Entre un dock où s'inscrit l'histoire portuaire de Rotterdam (Java, Bornéo, Célèbes) et une splendeur architecturale contemporaine dont la deuxième ville des Pays-Bas a le secret, sprintent trois individus, chacun accoutré d'un ordinateur greffé à la manche, d'un système de localisation par satellite (GPS) et d'un appareil photo numérique. L'un d'eux s'arrête, clichète un espace vide de présence humaine, annonce la capture de Maria.

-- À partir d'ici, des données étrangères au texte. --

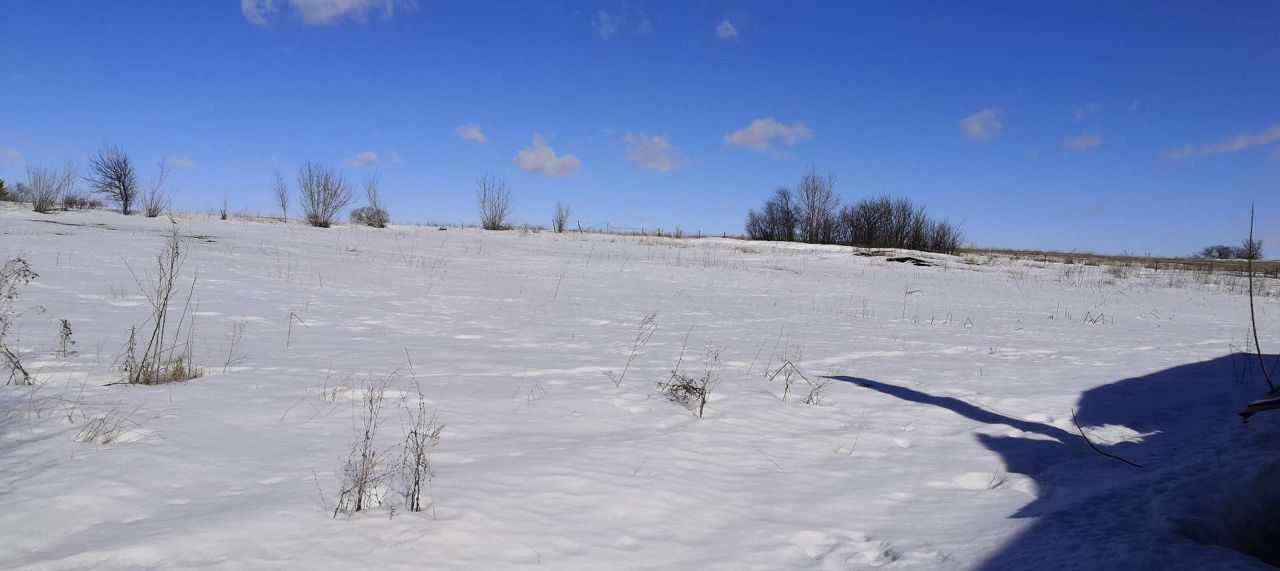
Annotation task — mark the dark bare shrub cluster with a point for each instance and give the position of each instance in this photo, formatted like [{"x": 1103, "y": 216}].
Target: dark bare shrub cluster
[
  {"x": 156, "y": 199},
  {"x": 812, "y": 215},
  {"x": 374, "y": 214},
  {"x": 560, "y": 218},
  {"x": 14, "y": 273},
  {"x": 167, "y": 353},
  {"x": 693, "y": 391},
  {"x": 112, "y": 173},
  {"x": 323, "y": 193},
  {"x": 776, "y": 222},
  {"x": 81, "y": 201},
  {"x": 369, "y": 470},
  {"x": 493, "y": 201},
  {"x": 1249, "y": 249},
  {"x": 282, "y": 193},
  {"x": 46, "y": 187},
  {"x": 896, "y": 223}
]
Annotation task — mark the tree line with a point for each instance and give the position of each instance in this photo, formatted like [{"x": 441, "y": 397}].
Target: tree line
[{"x": 813, "y": 214}]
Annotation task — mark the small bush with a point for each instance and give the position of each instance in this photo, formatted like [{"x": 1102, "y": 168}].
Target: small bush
[
  {"x": 165, "y": 355},
  {"x": 81, "y": 201},
  {"x": 46, "y": 187},
  {"x": 560, "y": 218},
  {"x": 112, "y": 173},
  {"x": 156, "y": 199},
  {"x": 373, "y": 215},
  {"x": 493, "y": 200},
  {"x": 693, "y": 392},
  {"x": 323, "y": 193},
  {"x": 369, "y": 217},
  {"x": 13, "y": 274}
]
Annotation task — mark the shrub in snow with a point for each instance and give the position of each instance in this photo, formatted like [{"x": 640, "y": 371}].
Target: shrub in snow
[
  {"x": 45, "y": 187},
  {"x": 560, "y": 218},
  {"x": 323, "y": 193},
  {"x": 112, "y": 173},
  {"x": 493, "y": 201},
  {"x": 364, "y": 471},
  {"x": 14, "y": 273},
  {"x": 164, "y": 355},
  {"x": 693, "y": 391}
]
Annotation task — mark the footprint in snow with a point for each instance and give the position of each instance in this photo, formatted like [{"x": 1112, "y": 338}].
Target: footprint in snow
[{"x": 841, "y": 549}]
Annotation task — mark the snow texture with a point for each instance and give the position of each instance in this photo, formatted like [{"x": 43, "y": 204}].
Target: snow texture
[{"x": 944, "y": 441}]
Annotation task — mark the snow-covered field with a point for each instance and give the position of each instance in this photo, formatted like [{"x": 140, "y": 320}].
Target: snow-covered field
[{"x": 944, "y": 439}]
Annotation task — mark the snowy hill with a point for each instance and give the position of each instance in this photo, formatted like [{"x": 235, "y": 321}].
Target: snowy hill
[{"x": 937, "y": 433}]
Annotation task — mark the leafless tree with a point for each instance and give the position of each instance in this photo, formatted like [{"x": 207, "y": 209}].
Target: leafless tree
[
  {"x": 323, "y": 193},
  {"x": 156, "y": 199},
  {"x": 818, "y": 202},
  {"x": 374, "y": 214},
  {"x": 493, "y": 200},
  {"x": 112, "y": 173},
  {"x": 282, "y": 193},
  {"x": 561, "y": 218},
  {"x": 46, "y": 186}
]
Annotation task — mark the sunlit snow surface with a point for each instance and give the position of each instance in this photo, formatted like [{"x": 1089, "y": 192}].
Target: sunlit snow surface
[{"x": 944, "y": 441}]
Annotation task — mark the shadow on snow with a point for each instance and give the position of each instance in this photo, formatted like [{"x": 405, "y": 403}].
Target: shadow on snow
[{"x": 1207, "y": 494}]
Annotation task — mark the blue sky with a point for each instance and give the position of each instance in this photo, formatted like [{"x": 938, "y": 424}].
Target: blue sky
[{"x": 1110, "y": 127}]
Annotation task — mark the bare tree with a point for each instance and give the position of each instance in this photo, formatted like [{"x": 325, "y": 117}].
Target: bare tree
[
  {"x": 323, "y": 193},
  {"x": 493, "y": 200},
  {"x": 1249, "y": 249},
  {"x": 561, "y": 218},
  {"x": 156, "y": 199},
  {"x": 374, "y": 214},
  {"x": 46, "y": 187},
  {"x": 818, "y": 202},
  {"x": 112, "y": 173},
  {"x": 282, "y": 193}
]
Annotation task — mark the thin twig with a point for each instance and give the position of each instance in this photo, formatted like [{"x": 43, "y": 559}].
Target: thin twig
[{"x": 1096, "y": 448}]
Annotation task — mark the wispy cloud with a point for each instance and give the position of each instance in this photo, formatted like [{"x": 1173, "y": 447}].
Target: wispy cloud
[
  {"x": 1240, "y": 142},
  {"x": 364, "y": 159},
  {"x": 540, "y": 159},
  {"x": 1084, "y": 141},
  {"x": 606, "y": 24},
  {"x": 652, "y": 151},
  {"x": 323, "y": 12},
  {"x": 762, "y": 132},
  {"x": 472, "y": 133},
  {"x": 10, "y": 156},
  {"x": 726, "y": 30},
  {"x": 982, "y": 126},
  {"x": 1083, "y": 112}
]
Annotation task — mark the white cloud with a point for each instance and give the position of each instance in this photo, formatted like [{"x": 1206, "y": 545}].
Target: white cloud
[
  {"x": 726, "y": 30},
  {"x": 1084, "y": 141},
  {"x": 1086, "y": 110},
  {"x": 983, "y": 124},
  {"x": 1240, "y": 142},
  {"x": 364, "y": 159},
  {"x": 10, "y": 156},
  {"x": 257, "y": 12},
  {"x": 760, "y": 132},
  {"x": 472, "y": 133},
  {"x": 324, "y": 12},
  {"x": 652, "y": 151},
  {"x": 606, "y": 24},
  {"x": 540, "y": 159}
]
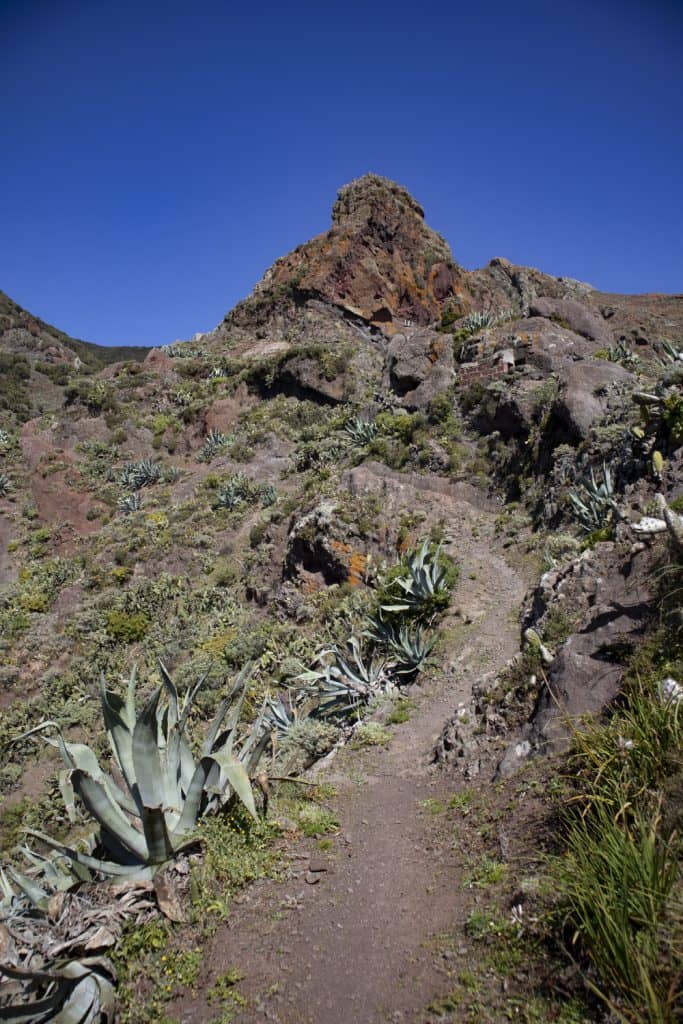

A l'intérieur de Las Palmas, le bâtiment décati qui accueille le Dutch Electronic Art Festival (DEAF), ancêtre des manifestations internationales liées à la culture numérique, Maria vient d'être sortie du jeu, face à son écran de visualisation en 3D de Rotterdam. Son double numérique a été repéré par l'un des «runners» de Blast Theory, un collectif d'artistes britanniques. «Can you see me now ?» fait se rencontrer des mondes a priori étanches, l'espace réel, tangible, et l'espace virtuel, où se perdent les aficionados de jeux vidéo.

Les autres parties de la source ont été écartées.